What happened? The questions of time – how long it took to find Vega, how long it took to `report’ her death – are part and parcel of the structure of gendered indignity for immigrant women. Four years ago, a study on health, access to services and working conditions for undocumented migrants in Canada noted: “The effects of being non-status are invariably gendered. Non-status women have been noted to be extremely vulnerable to poverty, unemployment, poor and unstable living conditions, danger, exploitation, abuse, and high risk or complications during pregnancy.
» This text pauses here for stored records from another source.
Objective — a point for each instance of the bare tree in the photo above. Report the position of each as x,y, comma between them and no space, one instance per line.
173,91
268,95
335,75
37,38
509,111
Lack of status limits women’s ability to access information, seek social assistance, counseling or health care, which contributes to their reliance on unsafe and underground employment or informal networks to obtain housing … Generally, non-status women have also been noted to experience more language barriers, social isolation, and fear, in addition to lack of control over partner abuse and the effects of this on their children. In relation to policies, regularization programs and other immigration policies have been noted to reinforce dominant power relations that consequently subjugate women as dependents of their opposite sex partners.”

Lucia Vega Jimenez lived, and died, the life of the undocumented women immigrant. Precarious doesn’t begin to cover it. But she persevered. And the State? The State chose to “reinforce dominant power … that subjugates women.”